Сгусток проклятой безысходности сжимал горло обитателя комнаты за стеной. Окна были плотно закрыты темными кусками ткани. Стены, неприветливые уставшие монолиты, источали лишь холод. На полу рассыпались книги о психиатрии и магии, словно карты лабиринта разума, в котором бродил юноша.

На старой панцирной кровати лежал он - тень своего прошлого, неоднократно подвергнутая насилию рассудка.

Под его кожей, тонкой и исцарапанной, бурлила жизнь: насекомые, созданные болезненным разумом, сперва карабкались по стенам, словно живые тени, почти осязаемые, но ускользающие от взгляда.

Их путь к нему: окунуться в теплые вены-реки, плыть по вязкому течению, цепляться лапками за проходящие нервы и сухожилия.
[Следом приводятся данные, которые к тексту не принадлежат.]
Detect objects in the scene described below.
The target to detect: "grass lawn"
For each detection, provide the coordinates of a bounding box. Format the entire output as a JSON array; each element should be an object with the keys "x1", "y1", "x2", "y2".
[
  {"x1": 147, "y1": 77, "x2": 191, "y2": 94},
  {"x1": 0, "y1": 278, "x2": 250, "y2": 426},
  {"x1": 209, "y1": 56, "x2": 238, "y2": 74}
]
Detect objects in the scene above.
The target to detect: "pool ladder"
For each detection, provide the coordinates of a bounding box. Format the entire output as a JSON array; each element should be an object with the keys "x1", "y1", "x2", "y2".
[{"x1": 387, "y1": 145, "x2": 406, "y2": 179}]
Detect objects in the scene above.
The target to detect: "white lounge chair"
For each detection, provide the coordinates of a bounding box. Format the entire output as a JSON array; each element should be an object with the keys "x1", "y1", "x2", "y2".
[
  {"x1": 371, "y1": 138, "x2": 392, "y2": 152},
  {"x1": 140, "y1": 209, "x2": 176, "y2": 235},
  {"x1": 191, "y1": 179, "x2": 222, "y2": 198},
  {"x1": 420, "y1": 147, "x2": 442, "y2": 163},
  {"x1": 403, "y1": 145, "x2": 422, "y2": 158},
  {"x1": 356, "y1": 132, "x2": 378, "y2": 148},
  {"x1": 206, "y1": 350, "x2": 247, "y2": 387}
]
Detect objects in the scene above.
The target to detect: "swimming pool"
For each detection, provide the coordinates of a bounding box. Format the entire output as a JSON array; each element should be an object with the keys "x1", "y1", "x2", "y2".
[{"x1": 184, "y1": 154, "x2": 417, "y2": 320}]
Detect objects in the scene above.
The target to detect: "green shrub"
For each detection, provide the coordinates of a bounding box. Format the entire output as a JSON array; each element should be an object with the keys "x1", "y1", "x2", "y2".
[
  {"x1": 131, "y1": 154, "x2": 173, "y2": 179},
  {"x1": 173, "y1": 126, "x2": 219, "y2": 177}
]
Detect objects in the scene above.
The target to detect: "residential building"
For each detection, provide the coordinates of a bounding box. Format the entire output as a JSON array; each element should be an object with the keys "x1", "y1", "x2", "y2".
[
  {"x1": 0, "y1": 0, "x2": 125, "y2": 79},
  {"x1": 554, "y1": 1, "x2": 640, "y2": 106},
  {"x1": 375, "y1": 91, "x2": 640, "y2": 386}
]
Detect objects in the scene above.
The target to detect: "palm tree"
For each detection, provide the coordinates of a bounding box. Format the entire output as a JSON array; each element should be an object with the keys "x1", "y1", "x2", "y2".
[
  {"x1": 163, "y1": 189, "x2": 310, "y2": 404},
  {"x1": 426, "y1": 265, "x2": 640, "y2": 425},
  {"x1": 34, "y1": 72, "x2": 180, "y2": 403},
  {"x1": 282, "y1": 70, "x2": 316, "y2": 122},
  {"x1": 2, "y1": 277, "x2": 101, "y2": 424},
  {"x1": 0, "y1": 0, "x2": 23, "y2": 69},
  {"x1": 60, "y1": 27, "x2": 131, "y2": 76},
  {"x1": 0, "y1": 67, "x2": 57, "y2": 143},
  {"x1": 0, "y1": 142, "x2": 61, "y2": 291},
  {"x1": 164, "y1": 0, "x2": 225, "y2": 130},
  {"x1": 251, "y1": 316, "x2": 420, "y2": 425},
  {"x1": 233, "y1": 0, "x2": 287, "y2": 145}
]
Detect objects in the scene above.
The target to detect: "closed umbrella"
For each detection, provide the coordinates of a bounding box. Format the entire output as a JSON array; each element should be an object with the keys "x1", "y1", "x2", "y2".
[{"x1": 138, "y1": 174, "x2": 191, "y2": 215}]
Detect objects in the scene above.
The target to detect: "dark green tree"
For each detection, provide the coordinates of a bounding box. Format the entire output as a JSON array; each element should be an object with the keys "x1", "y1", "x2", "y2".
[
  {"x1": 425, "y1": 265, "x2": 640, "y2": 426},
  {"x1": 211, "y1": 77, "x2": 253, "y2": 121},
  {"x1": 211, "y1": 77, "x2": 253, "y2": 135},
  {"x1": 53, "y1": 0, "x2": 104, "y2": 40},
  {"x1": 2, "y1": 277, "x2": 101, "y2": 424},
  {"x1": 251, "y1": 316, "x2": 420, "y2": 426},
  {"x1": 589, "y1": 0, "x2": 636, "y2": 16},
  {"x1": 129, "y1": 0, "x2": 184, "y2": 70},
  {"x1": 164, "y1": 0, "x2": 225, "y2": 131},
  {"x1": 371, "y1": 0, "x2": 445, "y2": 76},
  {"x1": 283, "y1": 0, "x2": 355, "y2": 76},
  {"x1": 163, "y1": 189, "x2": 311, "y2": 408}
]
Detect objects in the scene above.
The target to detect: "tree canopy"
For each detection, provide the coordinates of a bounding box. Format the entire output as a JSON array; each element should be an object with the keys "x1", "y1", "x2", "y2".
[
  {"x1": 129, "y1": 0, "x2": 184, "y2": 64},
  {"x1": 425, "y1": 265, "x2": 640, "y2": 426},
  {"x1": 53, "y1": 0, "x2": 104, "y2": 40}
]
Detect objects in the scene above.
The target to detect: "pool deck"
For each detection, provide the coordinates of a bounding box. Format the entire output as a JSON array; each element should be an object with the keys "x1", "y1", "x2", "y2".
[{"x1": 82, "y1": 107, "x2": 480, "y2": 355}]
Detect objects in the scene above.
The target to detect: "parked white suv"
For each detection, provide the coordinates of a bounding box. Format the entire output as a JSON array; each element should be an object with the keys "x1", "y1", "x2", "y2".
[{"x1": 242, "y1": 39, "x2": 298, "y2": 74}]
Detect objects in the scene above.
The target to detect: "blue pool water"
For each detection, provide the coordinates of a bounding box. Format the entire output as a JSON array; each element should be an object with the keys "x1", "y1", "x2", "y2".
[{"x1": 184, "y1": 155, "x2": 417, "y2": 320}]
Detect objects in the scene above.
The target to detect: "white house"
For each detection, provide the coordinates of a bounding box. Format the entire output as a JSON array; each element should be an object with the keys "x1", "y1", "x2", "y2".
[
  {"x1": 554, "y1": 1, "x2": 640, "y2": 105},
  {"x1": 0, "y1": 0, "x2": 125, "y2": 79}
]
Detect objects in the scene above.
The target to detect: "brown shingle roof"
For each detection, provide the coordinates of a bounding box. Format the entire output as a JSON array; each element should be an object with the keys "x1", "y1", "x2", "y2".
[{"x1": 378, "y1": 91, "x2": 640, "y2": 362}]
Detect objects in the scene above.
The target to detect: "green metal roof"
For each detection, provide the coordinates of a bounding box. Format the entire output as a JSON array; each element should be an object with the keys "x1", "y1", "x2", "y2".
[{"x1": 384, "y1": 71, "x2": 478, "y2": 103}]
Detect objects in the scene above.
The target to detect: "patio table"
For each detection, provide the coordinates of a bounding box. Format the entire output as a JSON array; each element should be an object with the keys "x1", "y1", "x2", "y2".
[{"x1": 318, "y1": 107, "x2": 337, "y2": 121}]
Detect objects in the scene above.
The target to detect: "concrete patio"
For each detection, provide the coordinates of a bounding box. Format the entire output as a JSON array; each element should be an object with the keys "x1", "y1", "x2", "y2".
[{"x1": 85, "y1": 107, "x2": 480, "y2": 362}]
Он видел их, ощущал их: скользящих, ползающих, стрекочущих.

Череда галлюцинаций, словно проклятие, наслаивалась на каждую клеточку его существования, заставляла возвращаться в собственный ад раз за разом.

Рывки глазных яблок от точки к точке хотели за что-то зацепиться и остановить их приближение. Они проникали сквозь поры, сквозь мельчайшие трещины. Насекомые, ползающие по плетеным узорам кожи, пришедшие из самых дальних уголков сознания.

Жалящие, кусающие, заставляющие кожу мгновенно покрываться леденящим потом. Это был вечный вальс, где он был партнером своих собственных кошмаров, и каждое движение лапок было шажком в простирающуюся бездну безумия.